One of the more curious phenomena of the online world is "Internet expertism."

The Internet is a marvelously democratic institution. It lets people air their views in public and receive responses, and it's not limited to politicians, business leaders, entertainers, journalists and the like.

It's everybody being able to stand on a stump in Boston Common and engage in spirited oratory, and anybody playing the role of Demosthenes in the Athenian Agora and having your voice heard.

The flip side to this leveling effect is that anyone can pose as an expert.
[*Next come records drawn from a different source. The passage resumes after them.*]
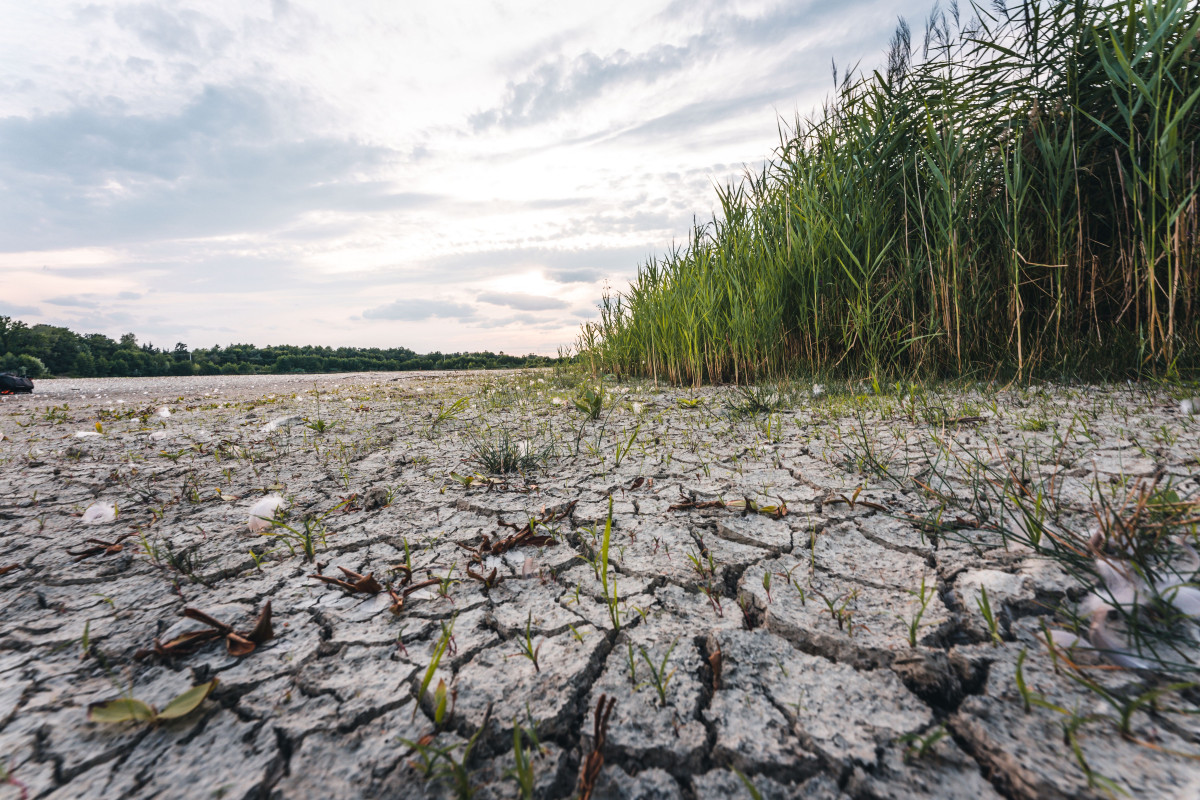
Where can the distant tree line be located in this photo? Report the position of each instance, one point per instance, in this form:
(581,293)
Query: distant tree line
(42,350)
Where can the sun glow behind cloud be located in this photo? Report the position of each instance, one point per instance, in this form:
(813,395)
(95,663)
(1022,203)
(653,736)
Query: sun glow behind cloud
(443,178)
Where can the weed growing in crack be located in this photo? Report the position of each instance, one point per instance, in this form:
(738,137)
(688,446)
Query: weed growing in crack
(501,453)
(525,747)
(659,674)
(839,611)
(437,763)
(623,447)
(750,401)
(313,530)
(750,787)
(435,660)
(984,607)
(591,401)
(923,599)
(922,745)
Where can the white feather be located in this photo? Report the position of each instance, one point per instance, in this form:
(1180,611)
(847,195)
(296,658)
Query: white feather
(99,513)
(263,512)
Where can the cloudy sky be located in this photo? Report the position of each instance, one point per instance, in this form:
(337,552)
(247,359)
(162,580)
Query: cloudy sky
(439,175)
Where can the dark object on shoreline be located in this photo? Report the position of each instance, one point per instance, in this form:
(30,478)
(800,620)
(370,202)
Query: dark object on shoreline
(13,384)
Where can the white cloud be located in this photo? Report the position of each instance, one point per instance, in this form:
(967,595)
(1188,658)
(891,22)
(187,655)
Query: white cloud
(383,173)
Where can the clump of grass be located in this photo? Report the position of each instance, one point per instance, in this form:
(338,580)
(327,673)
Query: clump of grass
(1018,190)
(750,401)
(499,452)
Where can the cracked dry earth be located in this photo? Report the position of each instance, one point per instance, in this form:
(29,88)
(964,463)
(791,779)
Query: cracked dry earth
(790,648)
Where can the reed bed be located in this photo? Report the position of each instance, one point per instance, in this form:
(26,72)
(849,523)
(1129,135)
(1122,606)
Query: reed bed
(1015,193)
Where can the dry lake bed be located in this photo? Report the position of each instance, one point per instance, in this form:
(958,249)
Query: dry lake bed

You see many nonexperts talking with what appears to be authority on the Internet through Web sites, blogs and various online discussion forums.

There's relevant online material about the issue of expertise. The Wikipedia article on "experts" points out that they can be persons "accorded authority and status" for their skills. Or they may simply know, without having professional or academic qualifications.

One thing that's clear is that expertise comes with experience, even though experience doesn't automatically confer expertise. In gaining expertise, practice counts. Learning and improving over an extended period is more important than innate skills or intelligence, according to Dr. K. Anders Ericsson of the Florida State University Department of Psychology.

Ericsson, who could be called an expert on expertise, wrote in a paper, Expert Performance and Deliberate Practice, that experience is the best predictor of expertise, but once you reach a certain experience level, further experience is a poor predictor of further expertise.

Experts online prove their knowledge through evidence and reason, but all evidence is not created equal. R. David San Filippo wrote a paper, Scientific vs. Pseudoscientific Methods, that sheds light on the differences between credible, scientific evidence and pseudoscientific evidence.

He wrote: "Human sciences utilize various scientific inquiry methodologies to test or explain a hypothesis of human phenomena in order to confirm the hypothesis. The pseudoscientific method of research utilizes the testing and/or explanation of a hypothesis to support the hypothesis, not to validate its assumptions. A strong commitment to one side of a dispute tends to make oneself overlook negative evidence and overstress the importance of positive evidence."

In other words, pseudo-experts tend to support their beliefs, ignoring evidence that's not useful in this regard, while experts tend to test the validity of their positions, examining all evidence no matter where it leads, in search of the truth.

Another characteristic of pseudo-experts is certainty and the need to be right. In an essay titled The Need to Be Right, Julie Onofrio wrote how being right "validates our self-worth and self-confidence."

As we've all seen, some people are never wrong. Whereas some individuals have the self-assurance to say, "I was wrong," others will argue no matter how soundly their premise or logic is refuted by others. Intellectual intransigence stifles growth and dialog.

True experts know what they don't know. "Wisest is he who knows he knows not," wrote Plato, quoting Socrates. "To be conscious that you are ignorant is a great step to knowledge," wrote Disraeli more than two millennia later.

John Locke, in the 17th century, wrote about the facade of certainty, and how through dialog you can expose the hollowness of the intellectual pretension behind it. The goal, according to Locke, is the admission of the limitations of our knowledge and the difficult exchange of certainty for doubt.

You see a lot of intellectual pretension on the Internet. My own theory, and perhaps it's a bit elitist, is that there are many online who aren't quite human. Their reasoning ability and argumentative skills are unmistakable evidence of their simian nature; what I don't know, and this is where the uncertainty comes in that Locke spoke of, is just what type of monkey they are.

I don't believe that they're rhesus monkeys, spider monkeys or other lower-functioning simians. They do have cognitive abilities, enough even to put words together in a sentence. But when you read their sentences in the aggregate, the sad reality is that not only do they not make sense, but they also have no idea that they don't make sense.

There's a possibility that they're howler monkeys, with all the racket they make. With the belligerence you sometimes see, they may be gorillas; or they could be chimpanzees or orangutans. I'm afraid I just don't know enough about all this monkey business to say for sure.